Bild: So kommt das Kabel an Land: Arbeiter vor dem Kabelverlegeschiff „Boka C…
Büsum taz | Als das Kabel in das Rohr gezogen wird, herrscht Stille. Nur
das Knarren der Seilwinde und das Klicken der Fotoapparate ist zu hören,
dazwischen das irritierte Bliep-Bliep der schwarz-weiß gefiederten
Austernfischer, die über dem Verlegeschiff kreisen. Das Schiff liegt vor
dem Nordseedeich bei Büsum auf dem grau-braunen Schlick, der armdicke
Nordlink rollt zentimeterweise über gebogene Gestelle ab in das Rohr, das
durch den Seedeich führt.
Das alles ist lange geplant, „aber man fiebert doch auf diesen Moment hin“,
sagt Gunnar Spengel, Nordlink-Projektleiter bei der Firma Tennet, die mit
dem norwegischen staatlichen Netzbetreiber Statnett das Kabel verlegt. Um
die Zwei-Milliarden-Euro-Investition zu stemmen, ist auf deutscher Seite
die Kreditanstalt für Wiederaufbau (KfW) beteiligt.

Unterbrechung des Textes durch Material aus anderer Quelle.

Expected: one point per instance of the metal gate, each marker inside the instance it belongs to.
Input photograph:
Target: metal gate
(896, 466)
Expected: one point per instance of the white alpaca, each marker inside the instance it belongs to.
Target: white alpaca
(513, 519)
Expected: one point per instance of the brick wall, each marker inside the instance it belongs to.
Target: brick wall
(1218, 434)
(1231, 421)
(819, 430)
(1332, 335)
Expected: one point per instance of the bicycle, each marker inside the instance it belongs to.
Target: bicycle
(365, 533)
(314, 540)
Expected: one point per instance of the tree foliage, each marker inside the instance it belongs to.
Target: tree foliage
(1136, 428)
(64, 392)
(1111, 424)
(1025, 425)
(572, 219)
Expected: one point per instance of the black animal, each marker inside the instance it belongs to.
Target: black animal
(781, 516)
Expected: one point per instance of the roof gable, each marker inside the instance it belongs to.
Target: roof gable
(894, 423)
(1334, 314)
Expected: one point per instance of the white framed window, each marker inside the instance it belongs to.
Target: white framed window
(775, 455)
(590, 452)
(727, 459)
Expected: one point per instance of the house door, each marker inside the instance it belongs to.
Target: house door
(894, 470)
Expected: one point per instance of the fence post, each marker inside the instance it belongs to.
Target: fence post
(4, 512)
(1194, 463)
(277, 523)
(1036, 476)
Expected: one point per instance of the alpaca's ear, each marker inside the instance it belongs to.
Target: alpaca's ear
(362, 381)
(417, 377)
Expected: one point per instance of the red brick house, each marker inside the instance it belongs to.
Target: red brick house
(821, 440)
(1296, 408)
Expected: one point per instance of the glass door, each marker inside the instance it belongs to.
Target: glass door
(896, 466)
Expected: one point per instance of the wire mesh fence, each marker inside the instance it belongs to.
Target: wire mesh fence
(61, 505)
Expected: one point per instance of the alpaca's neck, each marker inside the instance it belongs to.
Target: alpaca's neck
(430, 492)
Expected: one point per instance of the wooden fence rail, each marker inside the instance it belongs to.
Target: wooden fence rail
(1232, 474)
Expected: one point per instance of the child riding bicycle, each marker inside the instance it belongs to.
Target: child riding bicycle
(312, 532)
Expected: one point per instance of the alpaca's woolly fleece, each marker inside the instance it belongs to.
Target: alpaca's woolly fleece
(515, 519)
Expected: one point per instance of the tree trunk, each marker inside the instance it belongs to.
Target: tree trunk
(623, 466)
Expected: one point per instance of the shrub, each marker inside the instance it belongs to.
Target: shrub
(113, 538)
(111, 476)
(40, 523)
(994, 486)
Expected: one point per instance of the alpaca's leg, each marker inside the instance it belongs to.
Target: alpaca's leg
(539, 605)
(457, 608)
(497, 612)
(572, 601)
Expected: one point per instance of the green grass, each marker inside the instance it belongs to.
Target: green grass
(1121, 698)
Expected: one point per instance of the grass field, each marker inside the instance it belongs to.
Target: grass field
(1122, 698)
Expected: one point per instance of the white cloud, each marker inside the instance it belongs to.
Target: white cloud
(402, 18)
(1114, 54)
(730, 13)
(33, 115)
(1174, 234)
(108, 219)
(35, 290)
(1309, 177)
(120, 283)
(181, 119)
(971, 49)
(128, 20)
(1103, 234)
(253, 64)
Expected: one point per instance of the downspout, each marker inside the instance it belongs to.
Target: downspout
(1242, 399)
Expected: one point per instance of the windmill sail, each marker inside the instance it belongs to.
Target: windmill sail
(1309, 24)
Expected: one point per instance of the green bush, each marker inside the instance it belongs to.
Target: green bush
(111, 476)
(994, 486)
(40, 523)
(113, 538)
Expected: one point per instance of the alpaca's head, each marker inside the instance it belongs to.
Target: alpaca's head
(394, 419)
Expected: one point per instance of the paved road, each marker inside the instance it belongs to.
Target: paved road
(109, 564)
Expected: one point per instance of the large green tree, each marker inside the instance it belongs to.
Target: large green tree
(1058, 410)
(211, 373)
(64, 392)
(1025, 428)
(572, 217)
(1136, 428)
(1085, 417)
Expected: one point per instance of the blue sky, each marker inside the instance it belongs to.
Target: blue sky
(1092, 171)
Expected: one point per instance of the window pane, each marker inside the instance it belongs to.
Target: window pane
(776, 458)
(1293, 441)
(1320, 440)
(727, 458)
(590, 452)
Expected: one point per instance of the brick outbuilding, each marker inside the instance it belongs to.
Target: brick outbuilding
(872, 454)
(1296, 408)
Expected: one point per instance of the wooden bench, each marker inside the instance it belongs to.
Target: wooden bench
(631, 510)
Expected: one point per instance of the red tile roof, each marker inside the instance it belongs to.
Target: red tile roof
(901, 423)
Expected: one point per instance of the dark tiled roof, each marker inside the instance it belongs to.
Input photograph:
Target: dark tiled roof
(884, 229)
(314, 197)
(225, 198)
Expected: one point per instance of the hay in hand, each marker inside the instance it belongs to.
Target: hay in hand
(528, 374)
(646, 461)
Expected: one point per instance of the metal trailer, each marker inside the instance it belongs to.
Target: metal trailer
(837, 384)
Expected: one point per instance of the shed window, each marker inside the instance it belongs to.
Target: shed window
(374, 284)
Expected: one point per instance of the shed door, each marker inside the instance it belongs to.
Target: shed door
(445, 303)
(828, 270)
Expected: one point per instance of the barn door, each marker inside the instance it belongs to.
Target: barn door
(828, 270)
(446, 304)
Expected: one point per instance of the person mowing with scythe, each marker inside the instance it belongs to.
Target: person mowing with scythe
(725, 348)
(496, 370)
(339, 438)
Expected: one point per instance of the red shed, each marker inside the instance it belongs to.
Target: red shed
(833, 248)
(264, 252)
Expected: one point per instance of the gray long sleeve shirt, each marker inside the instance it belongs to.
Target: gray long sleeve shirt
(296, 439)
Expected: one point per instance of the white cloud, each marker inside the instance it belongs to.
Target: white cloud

Der Deich-Durchstich ist noch nicht das Ende des Projekts. Es fehlen noch
rund 54 Kilometer Erdkabel bis zum Umspannwerk bei Wilster. Aber der größte
Teil der Strecke ist geschafft, inklusive schwieriger Transporte von
400-Tonnen-Trafos über norwegische Serpentinenstraßen und Verlegung des
Seekabels bei Sturm und Wellengang. Es wird von Spezialschiffen auf dem
Meeresgrund ausgelegt und später mit Sand zugeschüttet. Aber nicht nur
technisch sei Nordlink eine „Pioniertat“, sagt Tennet-Sprecher Mathias
Fischer, sondern „wichtig für ganz Europa, um die Energiewende zu
schaffen“.
Über das Doppelkabel – zwei Stränge verlaufen parallel – kann Strom aus
deutschen Windrädern nach Norwegen und Energie aus den norwegischen
Wasserkraftwerken nach Deutschland geleitet werden, um stetigen Zufluss
erneuerbarer Energie zu garantieren. Das verhindert, dass Windräder
abgeschaltet werden, wenn die Netze überlastet sind, oder dass bei Flaute
nichts aus der Steckdose kommt.
Knapp zwei Stunden nachdem das Kabel auf See im Rohr verschwunden ist,
rollt es jenseits des Deiches ans Licht. Ab hier beginnt die Verlegung als
Erdkabel – in einem rund fünf Meter breiten Graben, in dem beide
Kabelstränge liegen. Ist der Graben wieder zugeschüttet, sei bald nichts
mehr von den Arbeiten zu sehen, sagt Fischer.
Was fehlt, ist der Protest gegen die Kabelverlegung oder Menschen, die sich
über die Nutzung der Nordsee als Kabelschacht aufregen – im Gegenteil, es
herrscht eher Begeisterung, allen voran in der Landespolitik. Der Grüne
Robert Habeck, bei Baubeginn Umwelt- und Energiewendeminister in
Schleswig-Holstein, nannte die See-trasse einen „Zukunftsbaustein“ und
freute sich über die Zusammenarbeit mit Norwegen: „Die Energiewende wird
europäisch.“
Diese Haltung sei bei der heutigen Jamaika-Regierung geblieben, berichtet
Tennet-Sprecher Fischer. Zwar gab es vor Baubeginn Proteste von
AnwohnerInnen des Hardanger-Fjords in Norwegen, berichteten damals Medien.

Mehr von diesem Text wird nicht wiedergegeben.